Data dependent, they claim. They aren’t. Mario Draghi at his last press conference admitted, “incoming information, [is] somewhat weaker than expected.” There is so much riding on the word “somewhat.” Because of the weasel, the head of the ECB told the assembled media policy normalization was unimpeded. He did so with a straight face.

Good. Europe’s QE experiment needs to end. Not because it succeeded, rather since there was no hope for it from the beginning. It was a giant waste, at best an enormous distortion. At most, it was a huge distraction from the real problem.

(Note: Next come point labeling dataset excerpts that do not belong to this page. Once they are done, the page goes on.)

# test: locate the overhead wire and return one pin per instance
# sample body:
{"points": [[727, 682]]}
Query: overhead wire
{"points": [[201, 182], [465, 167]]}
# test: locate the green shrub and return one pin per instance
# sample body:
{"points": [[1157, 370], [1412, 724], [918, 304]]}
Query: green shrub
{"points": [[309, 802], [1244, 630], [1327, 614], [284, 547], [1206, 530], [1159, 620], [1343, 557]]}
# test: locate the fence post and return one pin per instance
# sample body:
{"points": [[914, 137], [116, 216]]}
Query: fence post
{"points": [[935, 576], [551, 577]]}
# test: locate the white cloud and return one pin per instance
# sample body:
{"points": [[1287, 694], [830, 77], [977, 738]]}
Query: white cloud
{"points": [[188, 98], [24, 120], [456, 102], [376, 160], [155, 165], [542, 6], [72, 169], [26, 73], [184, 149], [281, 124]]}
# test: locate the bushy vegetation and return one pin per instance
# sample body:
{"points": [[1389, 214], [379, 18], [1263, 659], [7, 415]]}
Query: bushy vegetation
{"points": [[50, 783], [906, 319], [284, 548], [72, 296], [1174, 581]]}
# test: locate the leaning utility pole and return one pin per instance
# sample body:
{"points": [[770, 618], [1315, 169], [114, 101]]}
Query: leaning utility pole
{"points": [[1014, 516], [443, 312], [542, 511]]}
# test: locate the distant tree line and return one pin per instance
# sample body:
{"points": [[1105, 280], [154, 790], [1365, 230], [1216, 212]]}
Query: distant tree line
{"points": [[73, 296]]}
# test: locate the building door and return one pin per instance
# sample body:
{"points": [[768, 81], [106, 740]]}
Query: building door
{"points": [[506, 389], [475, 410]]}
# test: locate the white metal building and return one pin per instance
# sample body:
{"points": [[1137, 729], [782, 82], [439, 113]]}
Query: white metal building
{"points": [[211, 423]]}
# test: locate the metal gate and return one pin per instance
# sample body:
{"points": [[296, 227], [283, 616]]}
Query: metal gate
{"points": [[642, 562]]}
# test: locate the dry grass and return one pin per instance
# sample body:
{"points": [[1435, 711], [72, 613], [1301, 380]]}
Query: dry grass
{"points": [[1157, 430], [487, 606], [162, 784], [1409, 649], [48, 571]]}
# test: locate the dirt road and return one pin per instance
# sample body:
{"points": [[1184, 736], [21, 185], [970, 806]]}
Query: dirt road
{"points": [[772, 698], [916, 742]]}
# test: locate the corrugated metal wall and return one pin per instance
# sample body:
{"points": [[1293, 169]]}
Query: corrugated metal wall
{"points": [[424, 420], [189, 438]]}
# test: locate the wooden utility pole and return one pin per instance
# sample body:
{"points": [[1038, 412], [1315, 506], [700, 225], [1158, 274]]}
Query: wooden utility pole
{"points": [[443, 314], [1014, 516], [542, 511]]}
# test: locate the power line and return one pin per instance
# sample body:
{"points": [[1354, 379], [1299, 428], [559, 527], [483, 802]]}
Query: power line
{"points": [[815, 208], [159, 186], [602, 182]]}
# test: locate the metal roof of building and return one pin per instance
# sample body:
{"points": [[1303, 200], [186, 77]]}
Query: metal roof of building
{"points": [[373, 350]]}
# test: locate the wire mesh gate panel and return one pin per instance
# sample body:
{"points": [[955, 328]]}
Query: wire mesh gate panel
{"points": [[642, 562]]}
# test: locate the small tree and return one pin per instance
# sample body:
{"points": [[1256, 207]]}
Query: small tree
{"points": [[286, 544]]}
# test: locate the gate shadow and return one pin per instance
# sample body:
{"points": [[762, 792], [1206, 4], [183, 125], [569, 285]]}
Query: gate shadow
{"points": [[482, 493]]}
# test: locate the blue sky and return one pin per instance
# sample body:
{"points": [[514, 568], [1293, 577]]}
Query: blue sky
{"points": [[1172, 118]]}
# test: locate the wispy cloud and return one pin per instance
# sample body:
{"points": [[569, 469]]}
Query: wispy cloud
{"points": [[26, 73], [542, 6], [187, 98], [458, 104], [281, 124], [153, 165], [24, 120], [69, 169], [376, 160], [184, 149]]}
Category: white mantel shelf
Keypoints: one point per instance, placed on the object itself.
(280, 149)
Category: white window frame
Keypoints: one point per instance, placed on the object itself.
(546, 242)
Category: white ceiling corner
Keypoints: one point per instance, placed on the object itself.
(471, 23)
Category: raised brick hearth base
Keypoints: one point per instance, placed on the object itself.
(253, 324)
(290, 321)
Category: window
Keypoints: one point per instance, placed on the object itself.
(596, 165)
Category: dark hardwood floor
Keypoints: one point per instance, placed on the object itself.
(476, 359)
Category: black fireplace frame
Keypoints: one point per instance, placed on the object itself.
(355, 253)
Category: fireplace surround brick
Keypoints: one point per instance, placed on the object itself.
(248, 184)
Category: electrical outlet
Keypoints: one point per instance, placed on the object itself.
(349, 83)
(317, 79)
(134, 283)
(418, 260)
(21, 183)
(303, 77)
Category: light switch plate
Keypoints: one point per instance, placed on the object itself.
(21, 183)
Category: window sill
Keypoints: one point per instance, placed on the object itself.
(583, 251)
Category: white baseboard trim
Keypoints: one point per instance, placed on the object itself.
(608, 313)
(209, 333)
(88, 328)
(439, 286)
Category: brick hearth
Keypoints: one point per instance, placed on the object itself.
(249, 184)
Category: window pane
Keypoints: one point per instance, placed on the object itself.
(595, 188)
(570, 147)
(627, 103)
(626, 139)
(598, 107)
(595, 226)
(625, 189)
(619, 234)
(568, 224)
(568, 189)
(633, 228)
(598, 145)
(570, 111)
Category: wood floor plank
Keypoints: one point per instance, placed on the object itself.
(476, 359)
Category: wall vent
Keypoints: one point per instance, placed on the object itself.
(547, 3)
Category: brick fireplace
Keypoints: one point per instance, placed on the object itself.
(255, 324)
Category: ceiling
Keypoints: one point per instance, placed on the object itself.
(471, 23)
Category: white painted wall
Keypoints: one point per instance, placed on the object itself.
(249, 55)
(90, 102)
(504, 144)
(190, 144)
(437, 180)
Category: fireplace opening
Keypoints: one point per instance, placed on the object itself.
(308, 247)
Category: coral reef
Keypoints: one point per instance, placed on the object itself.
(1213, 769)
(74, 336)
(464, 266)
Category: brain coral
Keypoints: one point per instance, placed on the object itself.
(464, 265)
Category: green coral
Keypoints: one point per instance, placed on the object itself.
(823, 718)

You have to hand it to the Germans. They seem quite capable of the more serious business of economics (small “e”). Where Economists (capital “E”) like Draghi play the game of somewhat data dependent, businesses in Germany refuse license to the same luxury. They are business dependent, meaning that if things really were booming they would act that way. And if something like recession looms, the Germans would know it.

And that’s exactly what they’ve said for much of this year particularly the past four or five months. The global economy, which heavily influences Germany’s, is heading for another downturn. For Europe as a whole, it’s a whole lot of trouble.

The European Union’s statistical body confirms today what German sentiment has been warning about. The European economy is already on the precipice of recession. The ZEW survey in September was as low as it was when Europe was last contracting. In Q3 2018, Eurostat reports that GDP expanded by just 0.16% over Q2. That was about one-third the rate in Q2, which was itself about three-quarters the gain in 2017.

Data dependent. Like the ZEW index, GDP growth was the lowest since Europe’s last recession.